Remix.run Logo
nodja 2 days ago

This is insanely fast, my guess is that the tradeoff here is that the GPUs will always be working at max capacity and there will be minimal compute savings from batching, which I realize now is not really a tradeoff.

My only worry is that the diffusion objective will be worse than AR in terms of model capabilities, if that's the case hopefully multi-token AR models will perform as well as diffusion, or we can use this as a draft model for speculative decoding.
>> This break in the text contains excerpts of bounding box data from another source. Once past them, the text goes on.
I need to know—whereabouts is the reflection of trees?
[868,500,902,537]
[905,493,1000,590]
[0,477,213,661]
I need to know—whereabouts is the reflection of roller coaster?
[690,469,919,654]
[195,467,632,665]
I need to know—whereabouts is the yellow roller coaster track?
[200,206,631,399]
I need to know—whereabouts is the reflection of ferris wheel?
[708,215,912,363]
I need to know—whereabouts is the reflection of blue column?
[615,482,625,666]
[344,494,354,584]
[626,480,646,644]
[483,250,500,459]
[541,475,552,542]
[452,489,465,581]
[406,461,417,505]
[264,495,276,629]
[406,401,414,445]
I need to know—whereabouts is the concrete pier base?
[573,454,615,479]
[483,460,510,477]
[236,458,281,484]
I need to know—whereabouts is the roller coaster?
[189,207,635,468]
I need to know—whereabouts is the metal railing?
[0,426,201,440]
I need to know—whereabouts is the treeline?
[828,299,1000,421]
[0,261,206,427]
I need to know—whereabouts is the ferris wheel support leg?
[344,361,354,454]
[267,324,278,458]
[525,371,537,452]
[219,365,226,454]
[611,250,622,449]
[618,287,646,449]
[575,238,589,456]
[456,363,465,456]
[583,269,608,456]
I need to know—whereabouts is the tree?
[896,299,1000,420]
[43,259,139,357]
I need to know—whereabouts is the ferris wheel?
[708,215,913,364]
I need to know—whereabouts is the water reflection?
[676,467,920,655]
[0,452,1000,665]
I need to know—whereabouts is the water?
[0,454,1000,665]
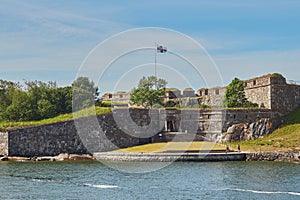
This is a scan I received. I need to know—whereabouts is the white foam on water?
[221,188,300,196]
[84,184,118,189]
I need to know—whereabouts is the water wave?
[221,188,300,196]
[84,184,118,189]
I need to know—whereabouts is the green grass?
[0,106,111,131]
[226,108,300,152]
[114,142,225,153]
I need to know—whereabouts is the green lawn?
[114,142,225,153]
[0,106,111,131]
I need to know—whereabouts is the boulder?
[222,118,275,142]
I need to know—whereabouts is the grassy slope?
[227,108,300,151]
[115,142,225,153]
[0,107,111,131]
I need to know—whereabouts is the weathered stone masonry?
[0,109,276,157]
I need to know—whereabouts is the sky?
[0,0,300,94]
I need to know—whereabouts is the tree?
[72,77,100,110]
[224,78,258,108]
[130,76,167,108]
[4,90,34,121]
[0,80,20,119]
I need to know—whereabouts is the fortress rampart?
[0,108,278,157]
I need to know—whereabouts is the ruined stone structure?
[105,73,300,115]
[0,74,300,157]
[245,74,300,114]
[0,108,278,157]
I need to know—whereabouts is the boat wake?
[84,184,118,189]
[220,188,300,196]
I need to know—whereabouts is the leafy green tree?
[130,76,167,108]
[0,80,20,119]
[72,77,99,110]
[54,86,73,114]
[37,99,57,119]
[25,81,59,120]
[5,90,34,121]
[224,78,258,108]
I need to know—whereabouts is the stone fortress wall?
[104,73,300,115]
[0,74,300,157]
[0,108,278,157]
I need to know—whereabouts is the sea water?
[0,161,300,200]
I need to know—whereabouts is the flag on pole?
[156,45,167,53]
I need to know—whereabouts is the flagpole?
[154,43,157,77]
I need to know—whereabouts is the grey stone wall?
[6,111,157,157]
[0,132,8,156]
[0,108,276,157]
[271,84,300,114]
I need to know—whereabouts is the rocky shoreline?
[0,153,96,162]
[0,151,300,163]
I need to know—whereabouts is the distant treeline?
[0,77,99,121]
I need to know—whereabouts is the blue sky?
[0,0,300,92]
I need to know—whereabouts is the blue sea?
[0,161,300,200]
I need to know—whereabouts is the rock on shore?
[246,151,300,162]
[0,153,95,161]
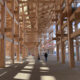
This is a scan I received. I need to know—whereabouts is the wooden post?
[60,3,65,64]
[56,44,59,62]
[75,21,79,61]
[66,0,75,68]
[0,2,6,68]
[11,0,15,63]
[17,45,20,61]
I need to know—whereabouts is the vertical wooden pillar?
[22,46,25,59]
[56,25,60,62]
[0,3,6,68]
[60,4,65,64]
[17,3,20,61]
[76,38,79,61]
[11,0,15,63]
[56,44,59,62]
[66,0,75,68]
[17,45,20,61]
[61,42,65,64]
[75,21,79,61]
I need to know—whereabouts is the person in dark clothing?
[44,52,48,62]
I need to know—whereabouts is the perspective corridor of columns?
[0,0,80,68]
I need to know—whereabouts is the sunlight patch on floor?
[28,62,35,65]
[24,66,34,69]
[0,72,7,77]
[40,71,48,73]
[41,76,56,80]
[21,69,32,72]
[14,73,31,80]
[40,67,49,70]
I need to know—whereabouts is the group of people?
[38,52,48,62]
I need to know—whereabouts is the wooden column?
[22,46,25,60]
[60,5,65,64]
[56,24,60,62]
[76,38,79,61]
[75,21,79,61]
[66,0,75,68]
[0,3,6,68]
[56,44,59,62]
[11,0,15,63]
[17,45,20,61]
[17,3,20,61]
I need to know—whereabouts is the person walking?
[44,52,48,62]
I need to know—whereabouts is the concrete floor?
[0,55,80,80]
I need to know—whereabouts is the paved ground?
[0,55,80,80]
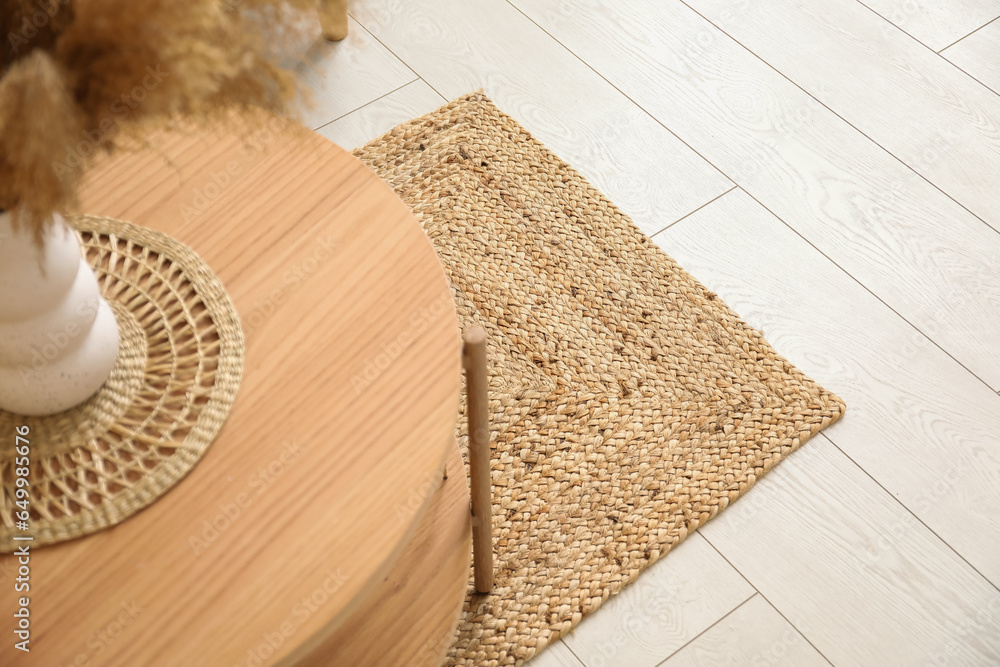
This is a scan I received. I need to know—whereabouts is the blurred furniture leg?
[319,0,347,42]
[463,327,493,593]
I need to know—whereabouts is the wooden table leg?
[464,327,493,593]
[319,0,347,42]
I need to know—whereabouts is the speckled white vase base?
[0,212,119,416]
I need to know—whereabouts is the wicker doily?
[0,216,243,553]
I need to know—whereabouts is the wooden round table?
[0,117,470,667]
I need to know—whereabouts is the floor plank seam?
[937,16,1000,56]
[313,77,421,132]
[820,433,1000,593]
[656,592,763,667]
[349,14,448,102]
[504,0,739,190]
[696,529,836,667]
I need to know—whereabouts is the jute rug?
[355,94,844,667]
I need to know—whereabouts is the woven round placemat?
[355,94,844,667]
[0,216,243,553]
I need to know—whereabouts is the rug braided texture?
[355,93,844,667]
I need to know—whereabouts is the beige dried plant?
[0,0,315,242]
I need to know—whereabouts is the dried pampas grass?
[0,0,316,240]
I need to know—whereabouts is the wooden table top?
[0,112,461,667]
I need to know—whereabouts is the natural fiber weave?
[355,94,844,667]
[0,216,243,553]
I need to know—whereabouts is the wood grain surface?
[653,190,1000,665]
[295,444,472,667]
[524,0,1000,390]
[941,17,1000,94]
[0,112,468,667]
[686,0,1000,231]
[351,0,732,239]
[862,0,998,51]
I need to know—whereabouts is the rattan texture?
[355,93,844,667]
[0,216,244,553]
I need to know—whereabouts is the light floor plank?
[521,0,1000,389]
[701,437,1000,667]
[317,79,447,149]
[862,0,1000,51]
[351,0,732,234]
[653,190,1000,586]
[295,19,417,129]
[684,0,1000,230]
[525,639,586,667]
[661,595,830,667]
[564,533,754,667]
[941,20,1000,94]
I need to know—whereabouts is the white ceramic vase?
[0,212,118,415]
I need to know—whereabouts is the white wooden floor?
[302,0,1000,667]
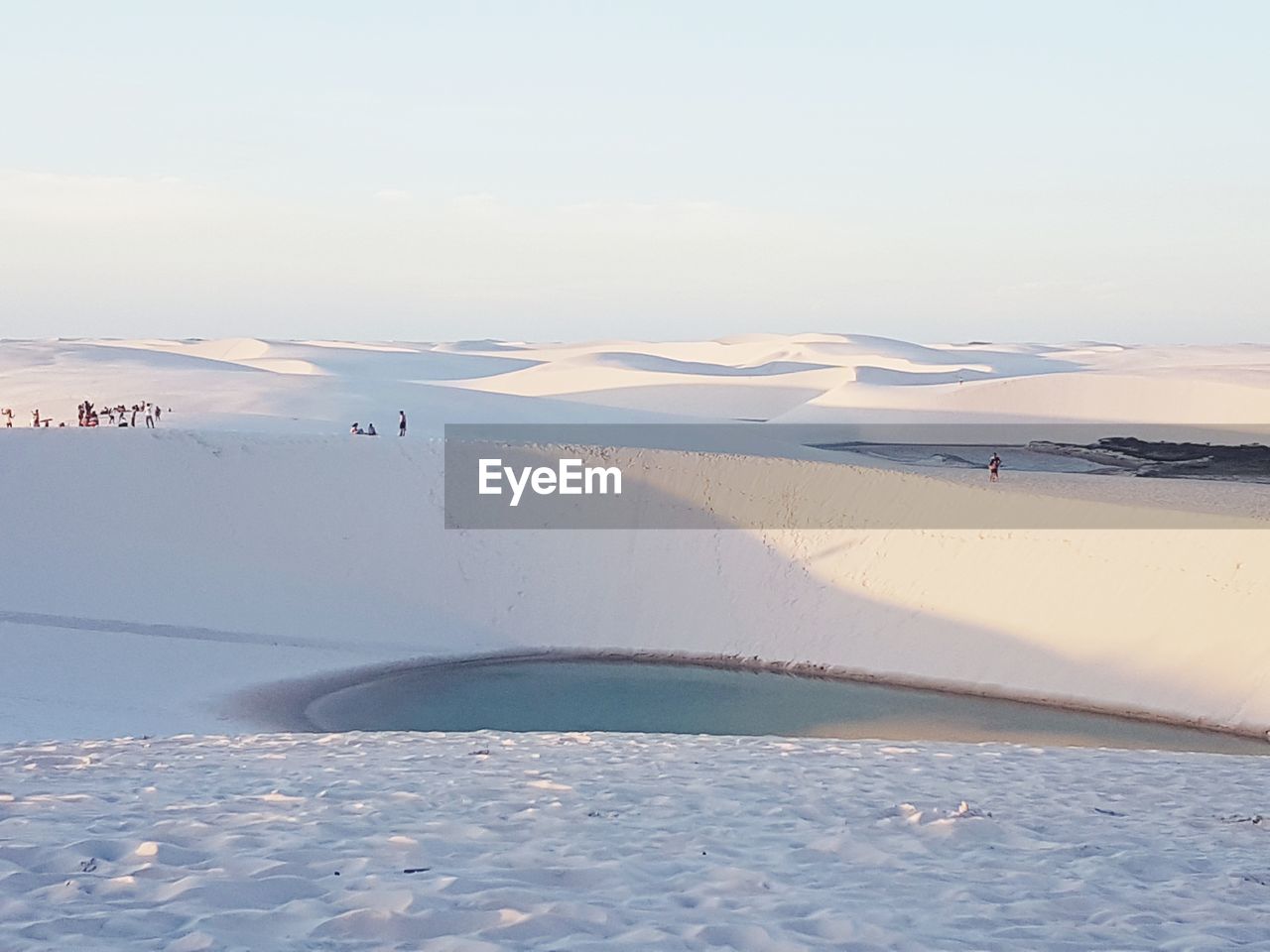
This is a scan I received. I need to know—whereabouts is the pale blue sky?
[0,0,1270,341]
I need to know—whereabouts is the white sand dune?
[0,335,1270,952]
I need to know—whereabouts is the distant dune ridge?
[0,334,1270,431]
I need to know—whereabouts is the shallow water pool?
[306,658,1270,754]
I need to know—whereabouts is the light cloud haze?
[0,3,1270,341]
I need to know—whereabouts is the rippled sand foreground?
[0,733,1270,952]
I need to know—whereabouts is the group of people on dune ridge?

mdp2021 2 days ago | parent | next [-]

Why do you suspect dLLMs should not match (or surpass) arLLMs in quality? The general idea is that it is easier to treat the output as a structured whole (idea, points, concepts, words - in a tree) which is iteratively treated - that should go in the direction of "proper" quality.

pama 2 days ago | parent | next [-]

Another intuition is simply that anytime your causal relationships in the training data are sequential you are having a lower probability of getting the correct token at a certain position because you have less of the causal information leading up to that position than you would have with AR and thus during training you almost always have a worse model with near certainty (think of the words in a function of source code, even if some of the functions are unsorted and thus a tree at the high level). Imagine you somehow already have N tokens in a sequence: is it easier to next predict token N+1 or N+15? I do like the performance tradeoff for some usecases though and I hope we see more models soon. For image tokens my argument does not hold because causality is not as clear as for text, math, code, or timeseries.

nodja 2 days ago | parent | prev [-]

My intuition is that the harder it is for an LLM to do something during training the more actual compression/learning will be encoded in it's weights. With multi-token/diffusion it becomes much easier to "reward/loss hack" your way, this won't matter much during pretraining, but I assume a lot of "cheating" will happen in the finetune/RL phase.

manmal 2 days ago | parent | prev [-]

This tradeoff will be great for self hosted LLMs, because they don’t need large scale batching usually, and less great for cloud providers that do.